Historical Context of Italy
The classical period of the Romans has exerted a consequential influence on the cultural and intellectual development of Italy, contributing to the uniqueness of the country and its immense artistic heritage. Italy is also the country that embodies the Renaissance, “Riniscita” in its original language, which translates to “rebirth”. From the early 1400s, the Renaissance has been an intense period of cultural and political flourishing, engendering revivals in art, architecture, music, poetry and philosophy. Although significantly tormented by the fascism of Mussolini in the modern and contemporary era, Italy has never lost its place as one of the most powerful artistic centres, home to cutting-edge movements such as Futurism and Arte Povera, as well as the expressive painting of the Transavanguardia and the Minimalism related to the Zero Movement. Some highly influential Italian artists from the twentieth and twenty first centuries include Giorgio Di Chirico, Giacomo Balla, Giorgio Morandi, Alberto Giacometti, Lucio Fontana, Michelangelo Pistoletto, Francesco Clemente and Mimmo Paladino.

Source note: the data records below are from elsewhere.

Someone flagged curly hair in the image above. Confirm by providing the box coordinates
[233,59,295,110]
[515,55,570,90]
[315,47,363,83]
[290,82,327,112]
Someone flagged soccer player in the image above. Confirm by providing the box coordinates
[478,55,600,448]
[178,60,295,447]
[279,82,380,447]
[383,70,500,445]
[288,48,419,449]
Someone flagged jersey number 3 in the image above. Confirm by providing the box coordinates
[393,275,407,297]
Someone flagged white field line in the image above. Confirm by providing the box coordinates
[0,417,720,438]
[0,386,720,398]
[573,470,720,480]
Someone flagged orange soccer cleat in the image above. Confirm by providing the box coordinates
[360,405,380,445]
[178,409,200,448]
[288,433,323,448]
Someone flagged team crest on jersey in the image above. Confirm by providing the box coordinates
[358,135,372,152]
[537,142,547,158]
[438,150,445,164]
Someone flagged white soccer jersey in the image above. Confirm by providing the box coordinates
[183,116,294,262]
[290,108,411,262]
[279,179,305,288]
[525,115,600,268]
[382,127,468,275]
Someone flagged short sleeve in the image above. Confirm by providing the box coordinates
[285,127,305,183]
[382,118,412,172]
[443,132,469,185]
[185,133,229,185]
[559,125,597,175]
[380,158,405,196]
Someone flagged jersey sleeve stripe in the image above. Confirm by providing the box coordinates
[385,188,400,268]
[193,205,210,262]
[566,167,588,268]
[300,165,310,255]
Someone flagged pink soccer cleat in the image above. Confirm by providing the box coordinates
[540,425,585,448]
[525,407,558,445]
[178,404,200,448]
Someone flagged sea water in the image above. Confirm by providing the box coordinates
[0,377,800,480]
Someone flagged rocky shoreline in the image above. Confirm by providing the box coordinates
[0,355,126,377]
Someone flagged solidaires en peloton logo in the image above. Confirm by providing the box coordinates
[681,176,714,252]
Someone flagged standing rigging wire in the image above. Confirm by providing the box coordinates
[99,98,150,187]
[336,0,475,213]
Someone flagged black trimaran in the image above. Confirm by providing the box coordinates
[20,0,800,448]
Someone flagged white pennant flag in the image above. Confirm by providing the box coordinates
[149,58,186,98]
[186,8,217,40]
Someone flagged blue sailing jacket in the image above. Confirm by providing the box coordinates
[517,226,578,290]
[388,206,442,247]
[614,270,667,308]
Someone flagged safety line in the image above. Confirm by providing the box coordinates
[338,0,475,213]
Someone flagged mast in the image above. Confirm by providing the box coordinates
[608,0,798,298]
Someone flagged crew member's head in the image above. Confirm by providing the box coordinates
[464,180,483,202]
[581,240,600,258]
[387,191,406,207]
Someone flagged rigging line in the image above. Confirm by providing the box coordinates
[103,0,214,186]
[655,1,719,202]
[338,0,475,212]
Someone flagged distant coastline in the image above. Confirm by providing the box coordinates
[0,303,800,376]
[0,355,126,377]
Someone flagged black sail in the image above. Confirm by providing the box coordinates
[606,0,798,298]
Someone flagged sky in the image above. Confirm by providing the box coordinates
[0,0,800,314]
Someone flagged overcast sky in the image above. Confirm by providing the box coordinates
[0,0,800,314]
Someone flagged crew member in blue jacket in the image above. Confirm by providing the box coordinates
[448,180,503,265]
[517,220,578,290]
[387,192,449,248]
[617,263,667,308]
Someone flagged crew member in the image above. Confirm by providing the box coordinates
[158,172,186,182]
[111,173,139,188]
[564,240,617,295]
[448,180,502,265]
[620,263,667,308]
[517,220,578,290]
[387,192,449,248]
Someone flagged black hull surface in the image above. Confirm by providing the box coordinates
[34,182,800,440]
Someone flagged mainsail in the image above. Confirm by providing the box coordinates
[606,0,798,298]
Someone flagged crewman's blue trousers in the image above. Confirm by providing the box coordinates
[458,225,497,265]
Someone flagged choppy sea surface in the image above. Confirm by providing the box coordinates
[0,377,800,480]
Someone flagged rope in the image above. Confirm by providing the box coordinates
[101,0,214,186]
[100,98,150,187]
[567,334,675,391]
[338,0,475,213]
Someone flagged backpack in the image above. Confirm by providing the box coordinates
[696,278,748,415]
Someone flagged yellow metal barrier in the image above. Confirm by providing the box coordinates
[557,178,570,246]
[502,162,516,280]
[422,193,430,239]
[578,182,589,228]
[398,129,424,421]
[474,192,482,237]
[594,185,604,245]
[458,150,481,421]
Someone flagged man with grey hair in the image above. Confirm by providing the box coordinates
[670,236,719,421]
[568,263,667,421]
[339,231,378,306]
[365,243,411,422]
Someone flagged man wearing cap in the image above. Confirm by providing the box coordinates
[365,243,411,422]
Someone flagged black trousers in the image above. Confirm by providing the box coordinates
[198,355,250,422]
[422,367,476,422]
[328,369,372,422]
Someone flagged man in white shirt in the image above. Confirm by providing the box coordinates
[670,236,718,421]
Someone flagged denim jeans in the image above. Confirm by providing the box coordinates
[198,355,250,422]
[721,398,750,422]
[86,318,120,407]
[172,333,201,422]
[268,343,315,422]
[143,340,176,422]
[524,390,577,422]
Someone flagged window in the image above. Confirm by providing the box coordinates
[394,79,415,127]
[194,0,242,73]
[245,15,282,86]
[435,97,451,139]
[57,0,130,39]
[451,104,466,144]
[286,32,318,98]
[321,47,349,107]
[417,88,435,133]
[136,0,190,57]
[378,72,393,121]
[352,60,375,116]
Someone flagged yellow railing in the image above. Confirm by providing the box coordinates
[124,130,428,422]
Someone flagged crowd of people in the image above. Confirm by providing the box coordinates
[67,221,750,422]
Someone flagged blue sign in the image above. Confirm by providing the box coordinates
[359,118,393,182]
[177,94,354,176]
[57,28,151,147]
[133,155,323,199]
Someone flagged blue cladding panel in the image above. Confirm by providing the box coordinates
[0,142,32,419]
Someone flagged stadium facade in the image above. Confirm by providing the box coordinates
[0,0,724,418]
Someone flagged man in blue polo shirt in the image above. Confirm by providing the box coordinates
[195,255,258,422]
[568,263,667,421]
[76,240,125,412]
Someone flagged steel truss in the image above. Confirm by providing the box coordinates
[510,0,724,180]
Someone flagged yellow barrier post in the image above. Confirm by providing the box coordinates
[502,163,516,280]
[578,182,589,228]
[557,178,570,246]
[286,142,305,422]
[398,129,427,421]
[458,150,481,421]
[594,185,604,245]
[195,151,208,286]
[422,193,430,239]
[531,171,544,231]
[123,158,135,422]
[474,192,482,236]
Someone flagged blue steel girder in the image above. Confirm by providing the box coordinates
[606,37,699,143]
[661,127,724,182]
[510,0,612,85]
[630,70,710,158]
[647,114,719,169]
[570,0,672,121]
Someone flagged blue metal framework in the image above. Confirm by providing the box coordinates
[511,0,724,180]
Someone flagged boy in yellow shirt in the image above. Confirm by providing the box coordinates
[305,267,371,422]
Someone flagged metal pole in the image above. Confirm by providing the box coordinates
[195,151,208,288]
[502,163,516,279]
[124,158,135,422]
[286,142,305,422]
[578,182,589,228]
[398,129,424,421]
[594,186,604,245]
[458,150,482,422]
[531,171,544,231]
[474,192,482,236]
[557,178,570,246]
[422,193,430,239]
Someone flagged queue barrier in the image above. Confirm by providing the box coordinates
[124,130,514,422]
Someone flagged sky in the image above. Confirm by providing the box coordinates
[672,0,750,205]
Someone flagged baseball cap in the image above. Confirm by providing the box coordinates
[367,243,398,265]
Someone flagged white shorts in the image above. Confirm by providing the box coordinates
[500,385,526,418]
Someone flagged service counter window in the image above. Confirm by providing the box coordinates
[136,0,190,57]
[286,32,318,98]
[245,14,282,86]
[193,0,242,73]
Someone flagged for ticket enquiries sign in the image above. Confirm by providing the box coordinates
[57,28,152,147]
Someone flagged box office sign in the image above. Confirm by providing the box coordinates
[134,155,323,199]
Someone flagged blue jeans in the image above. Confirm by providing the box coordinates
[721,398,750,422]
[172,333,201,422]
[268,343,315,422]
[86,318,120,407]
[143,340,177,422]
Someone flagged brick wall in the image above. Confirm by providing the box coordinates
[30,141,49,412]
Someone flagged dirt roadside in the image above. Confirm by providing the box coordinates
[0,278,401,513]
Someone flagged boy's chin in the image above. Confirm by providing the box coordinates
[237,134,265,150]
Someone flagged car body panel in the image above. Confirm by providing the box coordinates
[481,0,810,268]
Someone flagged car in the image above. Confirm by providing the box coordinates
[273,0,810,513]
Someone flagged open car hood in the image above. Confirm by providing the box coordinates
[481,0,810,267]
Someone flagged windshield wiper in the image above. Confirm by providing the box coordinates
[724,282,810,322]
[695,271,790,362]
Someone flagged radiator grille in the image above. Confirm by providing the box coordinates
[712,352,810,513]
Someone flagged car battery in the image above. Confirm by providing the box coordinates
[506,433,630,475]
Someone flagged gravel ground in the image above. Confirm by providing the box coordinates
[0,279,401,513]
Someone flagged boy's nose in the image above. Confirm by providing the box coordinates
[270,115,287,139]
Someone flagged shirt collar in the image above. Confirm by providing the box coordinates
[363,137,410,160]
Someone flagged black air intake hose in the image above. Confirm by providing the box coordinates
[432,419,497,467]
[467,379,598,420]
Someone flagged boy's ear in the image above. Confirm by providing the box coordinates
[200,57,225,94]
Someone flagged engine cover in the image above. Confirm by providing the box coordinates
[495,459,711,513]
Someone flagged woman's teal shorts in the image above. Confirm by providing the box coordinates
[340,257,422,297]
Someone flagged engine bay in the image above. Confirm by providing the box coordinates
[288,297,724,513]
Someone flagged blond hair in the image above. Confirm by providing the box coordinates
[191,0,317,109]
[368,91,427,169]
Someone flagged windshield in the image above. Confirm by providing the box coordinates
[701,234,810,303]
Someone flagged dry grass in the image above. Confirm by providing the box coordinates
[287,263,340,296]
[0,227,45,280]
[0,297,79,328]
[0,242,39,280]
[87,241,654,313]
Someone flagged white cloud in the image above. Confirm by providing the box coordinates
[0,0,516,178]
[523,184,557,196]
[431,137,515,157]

Further Biographical Context for Angelo Brescianini
Angelo Brescianini was born in 1948 and was primarily influenced by the 1960s. The universal impact of the 1960s was truly sensational across the globe. Evocative of a time stirring both faith and anger, the 1960s prompted an explosion of new ideologies and movements, truly exciting and spectacular. Historically established in the context of the Cold War, which would have a highly influential impact internationally, mainly defined by the Iron Curtain dividing Europe both physically and spiritually, and significantly marked by the erection of the Berlin Wall in 1961. The 1960s re-defined all pre-existing assumptions on gender, race and justice, questioned education as well as morality and selfhood – for instance through the civil rights movement and second wave of feminism, as well as student political uprisings. The significant escalation of mass consumerism also defined the era, generating new trends in marketing and advertising. Minimalism established the crucial idea that art should subsist in its own reality, and not try to mimic the real world. Born of a desire to obliterate all pre-established notions about art, Minimalism became a radically progressive movement, highly influential worldwide, with artists such as Frank Stella, Donald Judd and Dan Flavin as key figures. Morris Louis, Kenneth Noland and Helen Frankenthaler were artists who sought to explore further some of the most fundamental philosophies of Abstract Expressionism, while getting rid of the expressive and highly personal aspect it would usually entail with it. This led to the creation of Colour Field painting, deeply relating to Minimalism. The iconic contemporary art movements that reverberated through the wave of radicalism of the 1960s also had their own distinctions and scopes, particular to different areas or countries. Spatialism, for example, was established in Italy by Lucio Fontana and Piero Manzoni, and its ideologies adopted by the Zero group in Germany. Across Europe, the ideologies of Existentialism deeply influenced artists such as Francis Bacon and Alberto Giacometti, who sought to portray the raw human emotions often associated with reflections on death and the lingering angst of the meaninglessness of life.